Thompson will attack Sky tonight during his Mactaggart lecture speech at the Media Guardian Edinburgh International Television Festival. Thompson will point to the vast scale of Sky and its influence over the UK broadcasting industry. He will compare the £2 billion the Corporation spends on programmes with the estimated £100 million Sky spends on original UK content. This is despite the BBC’s annual £3.6 billion licence fee being smaller than the £5.3 billion Sky earned last year. The BBC Director General is taking the gloves off and going on the offensive tonight, telling staff in a recent email that “it’s time to take on some of the BBC’s critics head-on”. Last year, News Corp director James Murdoch used the lecture to delivering a withering attack on the BBC, describing its scale as “chilling”.

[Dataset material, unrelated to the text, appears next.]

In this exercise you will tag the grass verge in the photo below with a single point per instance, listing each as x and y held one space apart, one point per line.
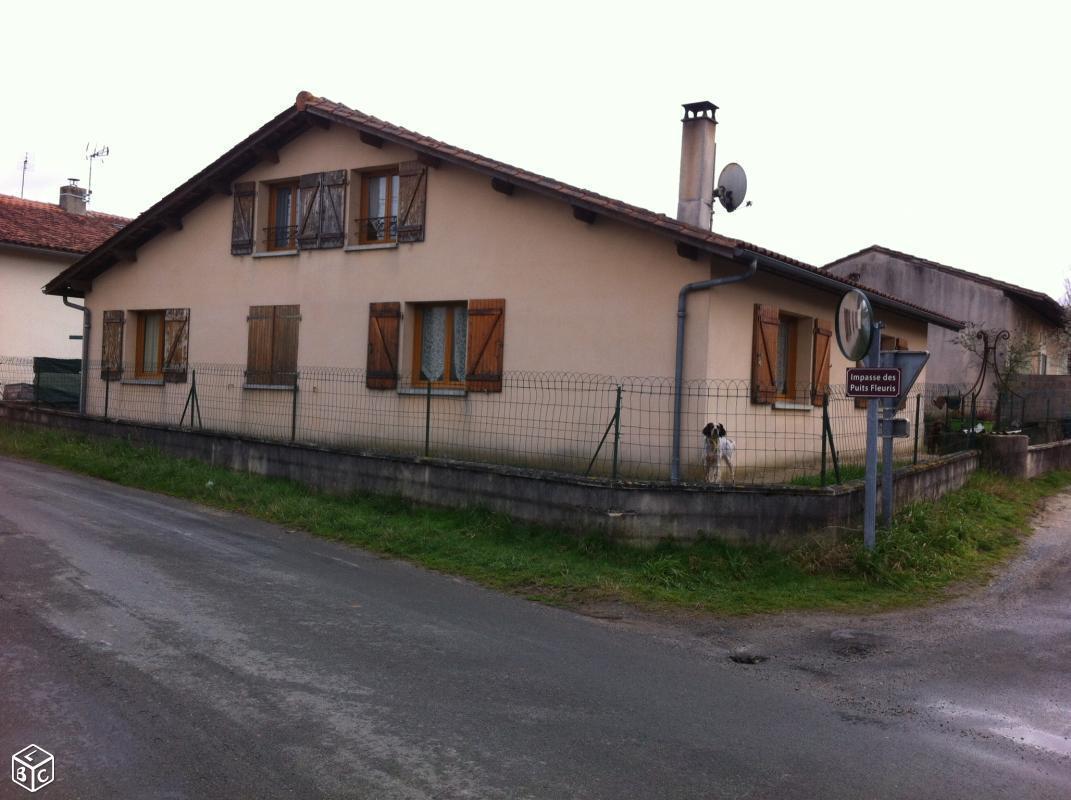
932 546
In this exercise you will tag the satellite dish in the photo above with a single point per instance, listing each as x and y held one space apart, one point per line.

Tonight’s keynote speech is seen as make-or-break for Thompson, who faces growing unrest among BBC staff. BBC employees are currently being balloted on whether to take strike action over plans to make their pensions less generous. And they smell double standards when top BBC managers opt to stay in London while the rank and file are forced to move to Salford, near Manchester. The BBC is moving more production to the north of England in order to stop the Corporation being such a metropolitan broadcaster.

In a nod to the challenges faced by the BBC’s commercial rivals, Thompson will call for the loosening of broadcasting regulations.

Among the great and the good of broadcasting gathered tonight in Scotland will be culture minister Jeremy Hunt and Pinewood Shepperton chairman Michael Grade. Controllers from all the major UK TV channels will be discussing their channel highlights.

This is a big public-speaking test for Thompson, who comes across badly in one-to-one interviews. He may be an intellectual but in person he mumbles and peppers his speech with lots of “you knows.” PD James, the octogenarian British crime author, demolished Thompson when she cross-examined him during BBC radio’s flagship Today news programme. Frankly, I’ve been appalled when listening to Thompson at how inarticulate he is. This from a man who’s paid £835,000 ($1.3 million) a year partly to enthuse staff with his vision for the BBC.